ID 266

Direct Numerical Simulations of One- and Two-component Droplet Wall-Film Interactions within the Crown-type Splashing Regime

 

Abstract:

The scenario of an impacting droplet onto a wall-film is highly relevant in many technical systems. In combustion engines, for example, the interaction of fuel drops with oil wall-films can alter the pollutant emissions. In order to make reliable predictions for these systems, it is of crucial importance to gain a deeper insight into the underlying fluid dynamic processes of the observed phenomena. This however, can be difficult to achieve experimentally.
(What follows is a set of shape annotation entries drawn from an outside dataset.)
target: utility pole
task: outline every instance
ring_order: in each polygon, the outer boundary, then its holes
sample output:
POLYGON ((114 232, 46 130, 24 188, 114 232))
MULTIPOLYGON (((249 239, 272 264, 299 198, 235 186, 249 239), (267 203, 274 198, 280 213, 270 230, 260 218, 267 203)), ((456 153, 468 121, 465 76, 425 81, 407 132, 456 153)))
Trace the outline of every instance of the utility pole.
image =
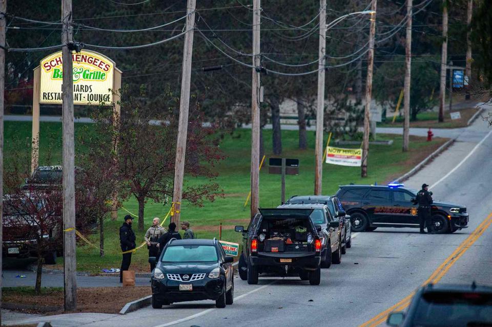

For this reason, we investigate one- and two-component droplet wall-film interactions within the crown-type splashing regime by means of direct numerical simulation and present a comparison with experimental data. The simulations were performed with the multiphase code Free Surface 3D (FS3D), which is based on the Volume-of-Fluid (VOF) method and uses the Piece-wise Linear Interface Calculation (PLIC) method to reconstruct the interface. To distinguish between different liquids, additional VOF variables are introduced representing the volume fractions of each species within the liquid phase. The selected liquids are miscible and exhibit a significant viscosity ratio, but a similar density and surface tension. For the comparison with experimental data, the overall splashing morphology as well as the temporal evolution of selected crown parameters, such as crown height and crown angle are evaluated. The obtained results show that the impact morphology of both one- and two-component droplet wall-film interactions can be well reproduced. In addition, all evaluated crown parameters are in good agreement. With this positive validation, we are able to use numerical simulations with FS3D to gain a better understanding of the underlying fluid dynamic processes.